Platon'a göre gerçek, mantıklı dünyanın modeli olan o fikirler dünyasındadır. Maddi ortam belirgindir, değişmekte, bozulabilir ve kafa karıştırıcıdır. Bu mantıklı dünya doxa ya da aynı şey olan görüş aracılığıyla bilinir. Ancak fikir ve doxa arasında çok önemli bir fark vardır. Plato, doxa'dan açık olan genel çıkarımlar yapmanın bir risk olduğunu düşünüyor.
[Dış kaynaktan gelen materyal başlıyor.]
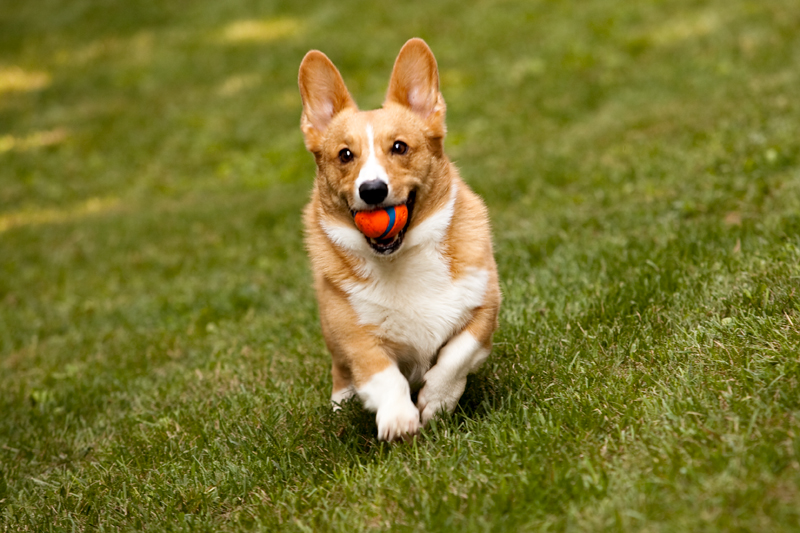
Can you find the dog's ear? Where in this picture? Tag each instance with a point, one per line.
(415, 84)
(324, 95)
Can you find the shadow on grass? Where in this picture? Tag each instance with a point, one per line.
(354, 428)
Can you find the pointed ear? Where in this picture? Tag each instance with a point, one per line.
(324, 95)
(415, 83)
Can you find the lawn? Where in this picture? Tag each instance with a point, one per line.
(161, 363)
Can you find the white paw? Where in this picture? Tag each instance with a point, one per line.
(397, 421)
(439, 395)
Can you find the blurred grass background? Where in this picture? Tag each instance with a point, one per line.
(161, 366)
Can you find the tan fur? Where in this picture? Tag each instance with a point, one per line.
(414, 113)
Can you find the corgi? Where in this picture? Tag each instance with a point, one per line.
(415, 311)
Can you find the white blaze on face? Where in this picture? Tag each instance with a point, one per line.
(371, 170)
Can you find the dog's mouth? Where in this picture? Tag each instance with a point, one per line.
(391, 244)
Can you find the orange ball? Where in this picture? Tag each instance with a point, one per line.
(382, 223)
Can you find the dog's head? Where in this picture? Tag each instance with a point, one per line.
(375, 159)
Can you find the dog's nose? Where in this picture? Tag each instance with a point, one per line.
(373, 191)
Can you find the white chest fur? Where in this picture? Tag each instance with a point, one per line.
(411, 298)
(415, 303)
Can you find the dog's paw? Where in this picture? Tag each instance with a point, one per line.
(439, 395)
(398, 421)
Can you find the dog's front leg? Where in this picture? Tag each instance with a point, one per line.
(362, 365)
(388, 395)
(464, 353)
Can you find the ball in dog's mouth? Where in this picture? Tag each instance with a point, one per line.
(389, 245)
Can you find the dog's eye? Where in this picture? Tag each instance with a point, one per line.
(345, 155)
(399, 148)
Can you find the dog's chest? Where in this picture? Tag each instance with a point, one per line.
(415, 303)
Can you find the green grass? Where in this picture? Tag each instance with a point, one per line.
(161, 365)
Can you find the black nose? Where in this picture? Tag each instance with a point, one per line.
(373, 192)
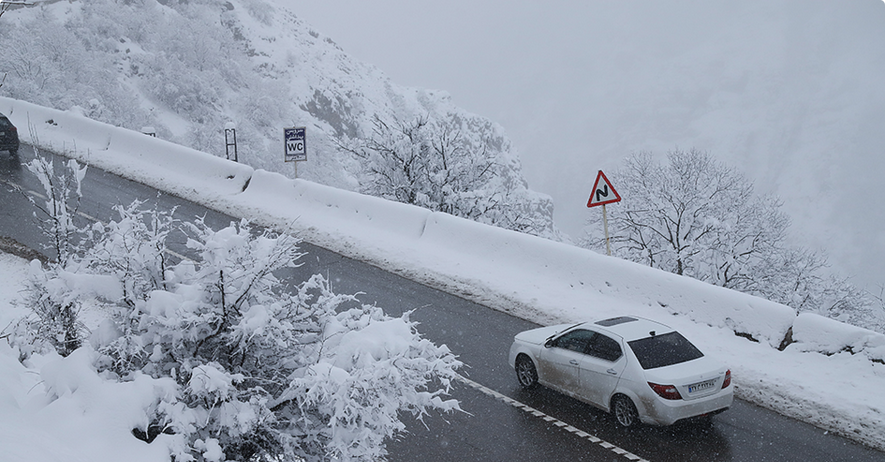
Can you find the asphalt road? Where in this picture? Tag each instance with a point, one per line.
(500, 422)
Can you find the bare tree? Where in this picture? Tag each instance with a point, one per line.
(427, 163)
(696, 217)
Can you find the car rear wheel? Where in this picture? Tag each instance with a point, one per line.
(624, 411)
(526, 372)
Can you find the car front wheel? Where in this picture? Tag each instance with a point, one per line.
(624, 411)
(526, 372)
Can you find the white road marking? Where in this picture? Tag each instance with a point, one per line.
(579, 433)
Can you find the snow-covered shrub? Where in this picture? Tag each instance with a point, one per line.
(262, 369)
(54, 307)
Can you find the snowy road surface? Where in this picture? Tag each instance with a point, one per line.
(504, 422)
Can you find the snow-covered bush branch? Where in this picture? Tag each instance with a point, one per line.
(449, 164)
(245, 366)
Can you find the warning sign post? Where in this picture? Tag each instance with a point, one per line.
(603, 193)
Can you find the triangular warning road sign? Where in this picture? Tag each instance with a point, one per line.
(603, 193)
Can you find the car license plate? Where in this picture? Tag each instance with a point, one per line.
(701, 386)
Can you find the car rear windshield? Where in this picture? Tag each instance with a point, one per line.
(664, 350)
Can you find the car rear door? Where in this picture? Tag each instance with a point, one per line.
(559, 366)
(601, 369)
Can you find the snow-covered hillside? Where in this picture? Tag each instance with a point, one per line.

Epistemolojinin kökenleri eski Yunanistan'a dayanıyordu ve altın çağını 17. yüzyılda başlayarak felsefi düşüncenin merkezi haline geldi. Avrupa felsefesi epistemolojiyi genel bilgi teorisi ve İngiliz geleneğini bilim felsefesi olarak tanımlar. içinde aslında, Aristo amaç edinen kendi özünde ve nedenleri şeyleri bilmektir bilim olarak dikkat çekti. Açıktır ki, epistemoloji, insan bilgisinin doğası, yapısı ve sınırlarına atıfta bulunurken bilimi bir çalışma nesnesi olarak içeren bir bilgi kümesidir.
Son yıllarda paradigma terimi altında yer alan epistemolojik konumların ve yeni araştırma perspektiflerinin çoğulluğuna dayanan bir çeşitlilikte bilimsel söylemin ortaya çıktığı dikkate alınmalıdır. Burada Thomas Kuhn'dan, kitabında bilimsel devrimlerin yapısının, bilimsel bir topluluğa problem modelleri ve çözümler sunan gerçeklikle ilgili çalışma biçimleri ve soru türleri olarak bahsettiğini belirtmek önemlidir.